For content creators
Although this change by YouTube has "removed" the unified list, it is actually more in line with the "algorithm-dominated era" of content distribution. Here are a few key points that creators need to pay attention to:
1. Strengthen vertical labels and keywords
The current trend list is displayed by category, which means that the algorithm pays more attention to the "positioning" of the content itself.
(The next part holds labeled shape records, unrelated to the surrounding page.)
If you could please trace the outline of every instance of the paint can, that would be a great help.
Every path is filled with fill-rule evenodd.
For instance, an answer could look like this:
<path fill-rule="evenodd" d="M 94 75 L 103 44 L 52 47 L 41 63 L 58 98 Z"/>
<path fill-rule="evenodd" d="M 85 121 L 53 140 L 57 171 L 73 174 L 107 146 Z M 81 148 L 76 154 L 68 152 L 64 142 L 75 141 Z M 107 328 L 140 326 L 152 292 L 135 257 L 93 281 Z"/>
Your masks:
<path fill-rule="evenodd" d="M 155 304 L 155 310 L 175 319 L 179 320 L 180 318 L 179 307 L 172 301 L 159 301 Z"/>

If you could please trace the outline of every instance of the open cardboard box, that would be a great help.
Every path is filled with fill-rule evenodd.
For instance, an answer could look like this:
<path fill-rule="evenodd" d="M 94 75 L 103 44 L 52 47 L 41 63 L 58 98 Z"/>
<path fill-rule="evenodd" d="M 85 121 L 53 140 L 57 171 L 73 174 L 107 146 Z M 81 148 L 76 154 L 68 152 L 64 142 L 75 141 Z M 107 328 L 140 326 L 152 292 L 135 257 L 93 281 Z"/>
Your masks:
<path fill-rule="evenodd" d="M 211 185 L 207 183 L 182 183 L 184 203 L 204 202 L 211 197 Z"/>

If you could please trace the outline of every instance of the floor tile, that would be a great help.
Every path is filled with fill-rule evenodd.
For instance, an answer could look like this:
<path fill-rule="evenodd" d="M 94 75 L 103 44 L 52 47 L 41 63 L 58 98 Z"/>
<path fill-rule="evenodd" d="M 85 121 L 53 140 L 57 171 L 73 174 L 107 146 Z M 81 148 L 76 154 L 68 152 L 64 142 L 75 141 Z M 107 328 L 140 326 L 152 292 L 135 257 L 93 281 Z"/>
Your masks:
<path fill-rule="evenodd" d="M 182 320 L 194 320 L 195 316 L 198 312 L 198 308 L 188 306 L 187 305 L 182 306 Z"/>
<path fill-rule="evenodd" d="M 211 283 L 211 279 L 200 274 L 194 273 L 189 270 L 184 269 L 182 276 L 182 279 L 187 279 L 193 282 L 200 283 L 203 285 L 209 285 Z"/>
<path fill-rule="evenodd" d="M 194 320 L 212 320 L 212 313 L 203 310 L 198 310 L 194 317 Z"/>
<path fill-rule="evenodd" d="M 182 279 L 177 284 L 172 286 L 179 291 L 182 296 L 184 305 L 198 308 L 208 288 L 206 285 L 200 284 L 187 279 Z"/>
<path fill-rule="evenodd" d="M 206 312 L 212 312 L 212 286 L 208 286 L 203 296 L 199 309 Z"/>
Suggestions:
Use precise keywords (video title, description, tags)
Identify the vertical category of the video (music, games, podcasts, education, etc.)
The content style and cover style are close to the mainstream of vertical categories
2. Seize the benefits of "Shorts" + referral mechanism
YouTube clearly states:
"Keeping users scrolling is a more effective way to discover content than jumping to the list."
This means that Shorts are becoming the main distribution force, especially suitable for:
Grab the rhythm of hot search topics
Make a "finely edited" video to guide you to watch the full version
Guide subscription/collection, trigger secondary dissemination
It is recommended that creators shift the content structure to a combination of Shorts + features + community interaction.
3. Use Charts to select content topics
Don't think of the list as the "end" but as a source of inspiration for topic selection.
For example:
Music bloggers can follow the "Trending Music" chart to do covers and analysis
Movies can make comments and Easter egg analysis based on the trailer list
Education can focus on hot topics (such as AI, studying abroad, etc.) and respond quickly to production
The logic behind platform behavior: using algorithms to retain users
The cancellation of the trending page actually further strengthened YouTube's "immersive recommendation" strategy:
Users are less likely to click "jump" and prefer to browse directly on the homepage/Shorts
The platform uses a personalized recommendation algorithm to continuously recommend content that you "may like"
The more time you spend on the platform, the richer your viewing history will be, and the more accurate the recommendations will be.
So for creators:
Traffic no longer depends on "whether it is on the list", but on "whether it can make users stop, finish reading, and click on the next one."
Summary
For viewers: Your viewing experience is more tailored to your interests, with more choices and higher efficiency
To creators: You must accurately understand user needs and continue to create vertical content value
Whether you are creating content or viewing content, you need to understand:
"It's not that the traffic has disappeared, but that it has become smarter, more distributed, and more precise."
Do you think the category list is more useful than the previous Trending page? Do you usually browse the homepage, read Shorts, or search for keywords to find content?